S’étant enfermés eux-mêmes dans une lute à mort avec les Palestiniens sans pouvoir la reconnaître où la dénouer, les Israéliens ont opéré un déplacement de la source de leur anxiété vers une cible plus lointaine : l’Iran. Une bombe nucléaire iranienne ne serait pas un développement heureux pour Israël. Comme ne l’avaient pas été non plus un Pakistan nucléaire ni, de fait, la Corée du Nord. L’idée que l’Iran nucléaire représente un nouvel holocauste est exagérée, et la croyance que la source des malheurs existentiels d’Israël puisse être éliminée par une frappe aérienne est une erreur. Mais l’Iran fait un ennemi idéal pour les Israéliens parce que, à la différence des Palestiniens, il peut s’assimiler à une figure familière du roman national juif : l’antisémite éliminationniste. Avec les gros sabots qu’on lui connaît, M. Netanyahou a marqué sa rencontre avc M. Obama en lui offrant un exemplaire du Livre d’Esther. Ce livre parle d’un complot ourdi par Haman, vizir du roi de Perse Ahasuerus, pour massacrer les Juifs du pays, et des efforts de la belle Esther, l’épouse secrètement juive du roi Ahasuerus, pour persuader le roi de l’en empêcher. C’est une version de ce même récit de répression, de menace d’extermination et de résistance que les Juifs commémorent à Pâque dans la prière "Ve-hi she-amdah": « Parce qu’à chaque génération ils se lèvent pour nous détruire, mais le Seigneur, béni soit-Il, nous délivre d’eux.»

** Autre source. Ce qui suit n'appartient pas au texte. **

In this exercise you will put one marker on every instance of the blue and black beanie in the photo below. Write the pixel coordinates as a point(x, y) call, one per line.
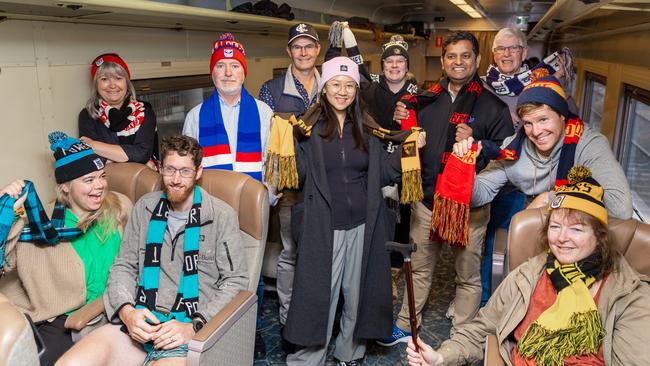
point(74, 158)
point(545, 90)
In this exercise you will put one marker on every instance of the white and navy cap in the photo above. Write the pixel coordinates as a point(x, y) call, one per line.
point(302, 30)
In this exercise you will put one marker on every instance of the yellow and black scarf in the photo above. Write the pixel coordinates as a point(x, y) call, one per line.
point(571, 326)
point(280, 167)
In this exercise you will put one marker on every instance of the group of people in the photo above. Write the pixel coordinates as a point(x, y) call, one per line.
point(345, 148)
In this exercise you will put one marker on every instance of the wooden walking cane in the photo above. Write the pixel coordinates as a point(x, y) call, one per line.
point(406, 250)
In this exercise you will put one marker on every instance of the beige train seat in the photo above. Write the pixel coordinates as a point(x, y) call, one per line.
point(630, 237)
point(17, 345)
point(228, 339)
point(132, 179)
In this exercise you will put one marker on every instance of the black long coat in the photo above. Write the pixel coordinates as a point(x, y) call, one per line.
point(308, 312)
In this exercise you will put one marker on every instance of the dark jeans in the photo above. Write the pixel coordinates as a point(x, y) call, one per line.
point(506, 204)
point(56, 338)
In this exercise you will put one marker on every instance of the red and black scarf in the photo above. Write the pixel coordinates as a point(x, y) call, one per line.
point(450, 213)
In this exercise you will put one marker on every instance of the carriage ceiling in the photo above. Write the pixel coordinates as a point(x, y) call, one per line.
point(545, 20)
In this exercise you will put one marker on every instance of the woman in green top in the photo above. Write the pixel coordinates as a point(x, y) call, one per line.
point(57, 262)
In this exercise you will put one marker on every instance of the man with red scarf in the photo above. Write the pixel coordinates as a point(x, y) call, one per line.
point(539, 156)
point(453, 106)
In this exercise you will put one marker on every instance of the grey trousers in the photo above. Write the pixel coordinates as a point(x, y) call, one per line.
point(287, 257)
point(346, 277)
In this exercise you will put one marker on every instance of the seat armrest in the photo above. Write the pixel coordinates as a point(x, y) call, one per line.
point(85, 315)
point(227, 327)
point(492, 355)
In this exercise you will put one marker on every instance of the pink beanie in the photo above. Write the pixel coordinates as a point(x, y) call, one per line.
point(336, 67)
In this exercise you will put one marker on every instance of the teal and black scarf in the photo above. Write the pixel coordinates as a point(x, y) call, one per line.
point(40, 229)
point(187, 298)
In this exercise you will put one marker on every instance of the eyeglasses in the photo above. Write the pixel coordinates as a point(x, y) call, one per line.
point(337, 87)
point(398, 62)
point(298, 48)
point(169, 171)
point(512, 49)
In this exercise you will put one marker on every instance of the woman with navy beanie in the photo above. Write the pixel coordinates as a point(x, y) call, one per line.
point(56, 259)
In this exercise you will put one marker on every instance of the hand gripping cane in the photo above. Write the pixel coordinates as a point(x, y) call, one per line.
point(406, 250)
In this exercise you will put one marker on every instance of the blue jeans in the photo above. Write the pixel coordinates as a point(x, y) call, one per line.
point(505, 205)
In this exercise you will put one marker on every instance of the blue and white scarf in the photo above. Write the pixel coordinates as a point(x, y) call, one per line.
point(214, 138)
point(512, 85)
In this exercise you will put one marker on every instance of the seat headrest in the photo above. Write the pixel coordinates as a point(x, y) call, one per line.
point(133, 180)
point(630, 237)
point(239, 190)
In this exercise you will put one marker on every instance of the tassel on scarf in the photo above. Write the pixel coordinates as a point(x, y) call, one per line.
point(411, 169)
point(281, 167)
point(572, 325)
point(450, 213)
point(552, 347)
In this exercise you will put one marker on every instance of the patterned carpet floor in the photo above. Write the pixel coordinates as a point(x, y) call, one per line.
point(435, 326)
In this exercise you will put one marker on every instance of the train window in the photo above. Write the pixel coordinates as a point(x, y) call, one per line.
point(634, 148)
point(593, 100)
point(172, 98)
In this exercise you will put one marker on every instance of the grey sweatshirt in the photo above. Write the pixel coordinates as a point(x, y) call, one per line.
point(533, 175)
point(221, 262)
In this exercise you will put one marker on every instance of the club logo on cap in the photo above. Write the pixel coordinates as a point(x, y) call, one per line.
point(302, 28)
point(99, 163)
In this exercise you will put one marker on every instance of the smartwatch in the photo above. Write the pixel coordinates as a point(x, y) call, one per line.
point(197, 324)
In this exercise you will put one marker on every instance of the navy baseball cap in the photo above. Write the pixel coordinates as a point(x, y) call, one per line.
point(302, 30)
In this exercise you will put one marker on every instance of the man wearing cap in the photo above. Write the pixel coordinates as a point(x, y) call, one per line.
point(232, 126)
point(381, 92)
point(297, 89)
point(294, 92)
point(537, 159)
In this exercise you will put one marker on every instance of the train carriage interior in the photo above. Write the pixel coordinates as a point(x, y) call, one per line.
point(46, 51)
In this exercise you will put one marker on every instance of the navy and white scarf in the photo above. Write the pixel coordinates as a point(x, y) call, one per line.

M. Netanyahou est moins séduisant qu’Esther, mais il semble faire la cour à M. Obama et à l’opinion américaine de manière tout aussi efficace. La relation israélo-américaine ressemble maintenant à cette sorte d’interdépendance qu’on voit parfois dans les mariages ratés, où le partenaire le plus obstiné et le plus instable entraîne l’autre dans des projets de plus en plus illusoires et dangereux dont les résultats désastreux ne semblent avoir pour effet que de légitimer leur vision paranoïaque. Si M. Netanyahou réussit à convaincre l’Amérique de soutenir une attaque contre l’Iran, il faut espérer que ses conséquences catastrophiques ne serviront pas à justifier l’attaque qui les a provoquées.

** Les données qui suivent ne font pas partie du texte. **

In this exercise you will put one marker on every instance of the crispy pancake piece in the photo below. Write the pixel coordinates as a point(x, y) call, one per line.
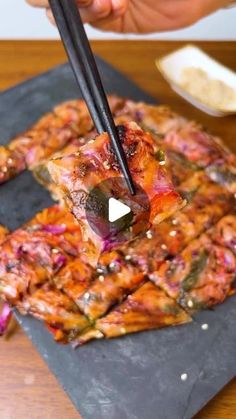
point(208, 202)
point(67, 122)
point(224, 232)
point(200, 276)
point(57, 310)
point(33, 254)
point(3, 233)
point(114, 280)
point(147, 308)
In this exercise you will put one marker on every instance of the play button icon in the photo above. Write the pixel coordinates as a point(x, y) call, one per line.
point(114, 214)
point(117, 210)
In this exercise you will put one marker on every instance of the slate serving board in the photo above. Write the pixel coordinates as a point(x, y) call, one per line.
point(137, 376)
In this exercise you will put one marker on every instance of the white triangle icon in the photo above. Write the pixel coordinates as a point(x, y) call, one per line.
point(117, 209)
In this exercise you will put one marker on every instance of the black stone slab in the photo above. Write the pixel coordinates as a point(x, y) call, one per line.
point(137, 376)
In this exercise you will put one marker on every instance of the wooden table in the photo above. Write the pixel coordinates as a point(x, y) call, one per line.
point(27, 389)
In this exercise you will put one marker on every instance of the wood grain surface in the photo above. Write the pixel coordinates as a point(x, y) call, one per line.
point(27, 389)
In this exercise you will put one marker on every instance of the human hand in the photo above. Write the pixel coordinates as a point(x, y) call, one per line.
point(140, 16)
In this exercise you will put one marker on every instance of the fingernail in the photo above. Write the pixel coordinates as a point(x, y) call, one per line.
point(118, 5)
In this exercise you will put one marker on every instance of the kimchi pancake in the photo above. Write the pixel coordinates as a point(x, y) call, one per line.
point(224, 232)
point(208, 203)
point(118, 279)
point(57, 310)
point(78, 174)
point(3, 233)
point(196, 145)
point(147, 308)
point(33, 254)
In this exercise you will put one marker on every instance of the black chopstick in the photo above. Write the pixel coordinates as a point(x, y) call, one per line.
point(82, 60)
point(76, 62)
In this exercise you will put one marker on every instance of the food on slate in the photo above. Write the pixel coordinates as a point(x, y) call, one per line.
point(200, 276)
point(76, 175)
point(51, 133)
point(185, 263)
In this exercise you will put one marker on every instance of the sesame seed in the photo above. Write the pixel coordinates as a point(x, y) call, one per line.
point(204, 326)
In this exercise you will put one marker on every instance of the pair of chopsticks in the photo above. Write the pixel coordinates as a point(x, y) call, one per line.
point(80, 55)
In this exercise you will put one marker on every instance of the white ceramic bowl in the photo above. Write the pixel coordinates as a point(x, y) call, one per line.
point(172, 65)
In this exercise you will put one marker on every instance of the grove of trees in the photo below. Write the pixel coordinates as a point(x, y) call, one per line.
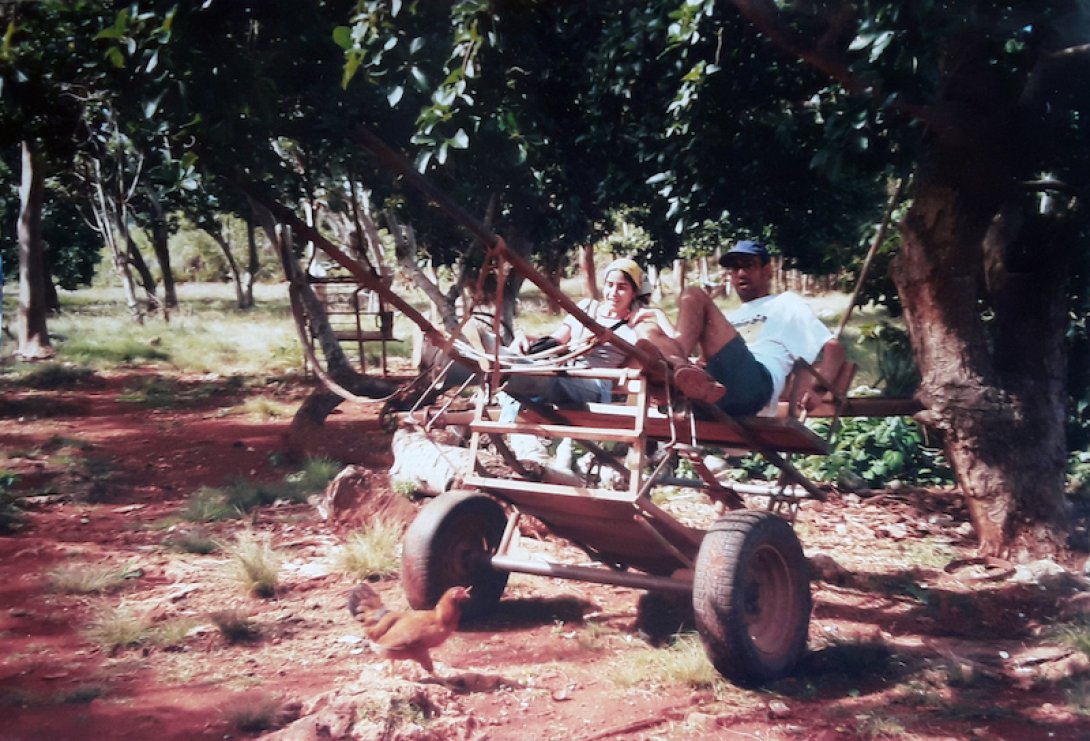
point(787, 121)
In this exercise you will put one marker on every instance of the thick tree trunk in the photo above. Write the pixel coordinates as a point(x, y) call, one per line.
point(986, 327)
point(590, 275)
point(31, 323)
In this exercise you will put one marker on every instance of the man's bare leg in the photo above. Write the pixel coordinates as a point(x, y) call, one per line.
point(700, 323)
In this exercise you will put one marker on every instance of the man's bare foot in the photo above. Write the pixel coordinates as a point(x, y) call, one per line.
point(698, 385)
point(657, 365)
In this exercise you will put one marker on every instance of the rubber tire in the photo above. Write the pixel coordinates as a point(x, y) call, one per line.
point(751, 597)
point(451, 543)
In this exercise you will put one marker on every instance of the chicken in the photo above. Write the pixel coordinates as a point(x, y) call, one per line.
point(407, 634)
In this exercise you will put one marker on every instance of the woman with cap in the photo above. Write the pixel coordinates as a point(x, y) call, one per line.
point(625, 295)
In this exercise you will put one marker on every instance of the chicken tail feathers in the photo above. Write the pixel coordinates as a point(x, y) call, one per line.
point(364, 604)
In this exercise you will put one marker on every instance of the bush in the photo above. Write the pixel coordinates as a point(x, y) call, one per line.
point(879, 450)
point(869, 451)
point(11, 513)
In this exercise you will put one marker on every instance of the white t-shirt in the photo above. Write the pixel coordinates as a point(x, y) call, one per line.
point(778, 329)
point(604, 354)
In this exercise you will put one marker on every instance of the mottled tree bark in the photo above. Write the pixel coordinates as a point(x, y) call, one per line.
point(31, 324)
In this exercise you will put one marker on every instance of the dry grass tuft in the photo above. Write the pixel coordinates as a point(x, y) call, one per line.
point(235, 626)
point(372, 553)
point(254, 563)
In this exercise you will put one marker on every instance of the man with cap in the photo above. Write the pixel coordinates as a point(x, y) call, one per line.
point(749, 352)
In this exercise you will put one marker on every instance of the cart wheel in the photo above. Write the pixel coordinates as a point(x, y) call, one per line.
point(450, 543)
point(751, 596)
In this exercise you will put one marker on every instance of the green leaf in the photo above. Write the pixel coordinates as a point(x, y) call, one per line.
point(460, 140)
point(114, 57)
point(342, 37)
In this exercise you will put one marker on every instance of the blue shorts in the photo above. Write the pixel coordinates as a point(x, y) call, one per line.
point(749, 384)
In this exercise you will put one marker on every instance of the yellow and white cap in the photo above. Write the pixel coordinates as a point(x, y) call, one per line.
point(632, 269)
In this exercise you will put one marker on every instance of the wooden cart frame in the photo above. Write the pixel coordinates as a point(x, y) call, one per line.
point(746, 572)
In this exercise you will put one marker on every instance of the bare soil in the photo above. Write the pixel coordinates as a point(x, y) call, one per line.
point(904, 643)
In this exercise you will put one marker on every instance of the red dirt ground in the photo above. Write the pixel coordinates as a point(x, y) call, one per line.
point(900, 648)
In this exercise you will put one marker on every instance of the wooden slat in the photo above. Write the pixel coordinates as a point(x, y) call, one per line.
point(606, 523)
point(779, 434)
point(582, 432)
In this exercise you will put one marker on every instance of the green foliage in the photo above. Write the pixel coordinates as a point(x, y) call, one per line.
point(868, 451)
point(51, 376)
point(898, 375)
point(240, 496)
point(880, 450)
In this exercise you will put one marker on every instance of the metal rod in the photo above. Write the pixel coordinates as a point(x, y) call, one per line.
point(595, 574)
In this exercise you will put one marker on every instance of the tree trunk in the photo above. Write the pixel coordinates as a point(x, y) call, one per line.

M. Netanyahou pense que la mission du sionisme était de donner au people juif le contrôle de sa destinée. Personne n’a le contrôle de son destin quant il est en guerre avec ses voisins. Mais en tout cas, c’est seulement une des manières de penser la mission du sionisme. Une autre mission que citaient fréquemment les sionistes du début était d’aider les Juifs à sortir de la «mentalité de ghetto.» Le cadeau offert par M. Netanyahou à M. Obama montre qu’il est toujours dans cette mentalité.